The solution? There are multiple ways to keep your accounts safe, but the primary one is using separate passwords for every single account.
This may be harder to remember, but you’ll be much safer if one of them happens to get leaked. Instead of all your accounts going down at once, you’ll only lose access to one at a time.
What other ways can I keep my account passwords safe?
Aside from using unique passwords across multiple accounts, there are a few additional steps you can take to keep your accounts secure and your passwords out of the wrong hands.
- Two-factor authentication: By activating 2FA, any login attempts will now require a second form of verification to be successful. This means that your physical smartphone is required to log in, so only you will have access. Plus, you’ll be alerted when someone attempts to log in to your account without your permission.

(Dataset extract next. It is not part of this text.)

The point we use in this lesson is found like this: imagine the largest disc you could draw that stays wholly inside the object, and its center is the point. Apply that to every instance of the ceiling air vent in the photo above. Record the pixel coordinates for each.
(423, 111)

Tap or click here to see how to set up 2FA for your favorite websites.
- Stronger passwords: Create stronger passwords by using a random collection of letters (uppercase and lowercase), numbers and symbols. Try to make them eight characters or longer, too. If it helps, try using a memorable phrase or song lyric and swapping letters for numbers.
- ex: “Take my hand, off to never-never land” becomes “T/V\ho2nnL.” In this example, cases alternate, the “M” in “My” becomes two symbols and a letter, and the “to” becomes the number 2.
- Give your accounts a privacy checkup: Use an email address for several accounts? You can use a security-checkup service like HaveIBeenPwned to see if that email address was involved in any major data breaches. If your account was “pwned,” that means it’s time to change any passwords associated with that email address.
Tap or click here to see how haveibeenpwned can help you protect your accounts.
In addition to the methods listed above, another option you can take advantage of is a secure password manager.
If you’re using unique passwords for all your accounts, it can be tricky to remember every single one of them. That’s where a password manager like our sponsor Roboform comes in. Not only does Roboform save your passwords using secure encryption, but it can also suggest stronger passwords for you that are less likely to get cracked or guessed.
Somewhere out there, there’s a cybercriminal or two hoping to get lucky and break into your account. As convenient as it is to use simple passwords or share them across all your accounts, this convenience goes both ways. Don’t give the bad guys a chance.